Tag: equitable distribution of software

  • Dividing Intellectual Property & Software in NY Divorces

    Dividing “Ideas” in Divorce: The Ruling in D.P. v S.P.

    How New York courts value and split complex intellectual property, patents, and software code.

    Valuing a bank account in a divorce is easy. Valuing an invention, a patent, or a line of code is much harder. In the recent decision of D.P. v S.P. (2026 NY Slip Op 50129(U)), the New York courts provided a critical roadmap for how complex Intellectual Property (IP) is treated during the “Equitable Distribution” phase of a marriage.

    Infographic: Visual sketchnote of the D.P. vs S.P. case. Shows icons for computer code, valuation methods, and a 70/30 split pie chart.
    Figure 1: Visual Digest of D.P. v S.P. – From Valuation to Distribution
    View Text Description of Case Summary

    The Asset: Software that helped in the hiring process. Ruled as Marital Property because it was developed during the marriage using marital funds.

    Valuation Method: The court used a “Double-Pillared” approach:
    1. Income Approach: Projected royalties over 10 years.
    2. Market Approach: Sales prices of similar forensic technology startups.
    Note: A discount was applied for future taxes (Embedded Capital Gains).

    The Split (70/30): The court awarded 70% to the Husband (creator) and 30% to the Wife. Why? The IP is an “Active Asset” requiring the husband’s continued labor to maintain value.

    The Resolution: A “Distributive Award.” The Husband pays the Wife a cash lump sum for her share, rather than making them co-owners of the patent.

    1. The Asset: What was the Intellectual Property?

    The core of the dispute involved proprietary software and related patents developed by the husband (the titled spouse) during the marriage. Specifically, this IP consisted of software that helped in the hiring process (the SCAnDi Connection).

    The Classification: The Court ruled the IP was Marital Property. Even though the husband was the listed “inventor” and wrote the code, the work was performed during the marriage, and marital income was used to fund the initial patent filings.

    2. Valuation: How to Price an “Idea”

    Valuing IP is notoriously difficult because its value often lies in future potential rather than current cash.
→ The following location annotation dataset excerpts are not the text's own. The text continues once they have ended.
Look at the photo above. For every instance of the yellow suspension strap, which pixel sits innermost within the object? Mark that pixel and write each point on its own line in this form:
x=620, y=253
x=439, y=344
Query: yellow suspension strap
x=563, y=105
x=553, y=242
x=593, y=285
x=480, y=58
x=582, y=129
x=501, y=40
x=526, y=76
The court utilized a “Double-Pillared” approach:

    • The Income Approach: A neutral forensic accountant projected the potential royalty streams and licensing fees the software would generate over the next 10 years.
    • The Market Approach: The court looked at what similar forensic technology startups had been sold for recently.
    Tax Impact: The court applied a discount for “Embedded Capital Gains,” acknowledging that whoever keeps the asset will eventually have to pay taxes on that value.

    3. The Split: Equitable, Not Equal

    New York is an Equitable Distribution state, which means “fair,” but not necessarily “equal” (50/50). In this case, the court did not split the IP down the middle.

    The Result: The court awarded 70% to the Husband (the creator) and 30% to the Wife.

    The Reasoning: The court categorized the IP as an “Active Asset.” Unlike a passive stock portfolio that grows on its own, this software’s continued value depended heavily on the husband’s unique expertise, ongoing labor, and future “manual” refinements. Since he had to keep working to make it valuable, he was entitled to a greater share.

    4. Why the Non-Titled Spouse Got 30%

    The court identified four main factors to justify the 30% award to the Wife, highlighting that contributions to a marriage are not just financial:

    1. Direct Contributions: She assisted in the early days by proofreading patent applications and managing the business’s initial bookkeeping.
    2. Indirect Contributions: By handling the primary care of the couple’s three children and managing the household, she provided the Husband with the “time and freedom” necessary to innovate.
    3. Sacrifice of Career: She put her own professional advancement on hold to support the “family venture” of developing this technology.
    4. The “Active” Nature of IP: As noted above, the necessity of the creator’s future work prevented a higher (50%) award.

    5. The “Final Gavel” (The Holding)

    To avoid forcing divorced spouses to remain business partners, the Court ordered a “Distributive Award.” Instead of making the couple co-owners of the patents (which would lead to endless future conflict), the Husband was ordered to pay the Wife a lump sum representing her 30% share of the appraised value. This allowed him to retain full ownership and control of the technology while she received her fair equity in cash.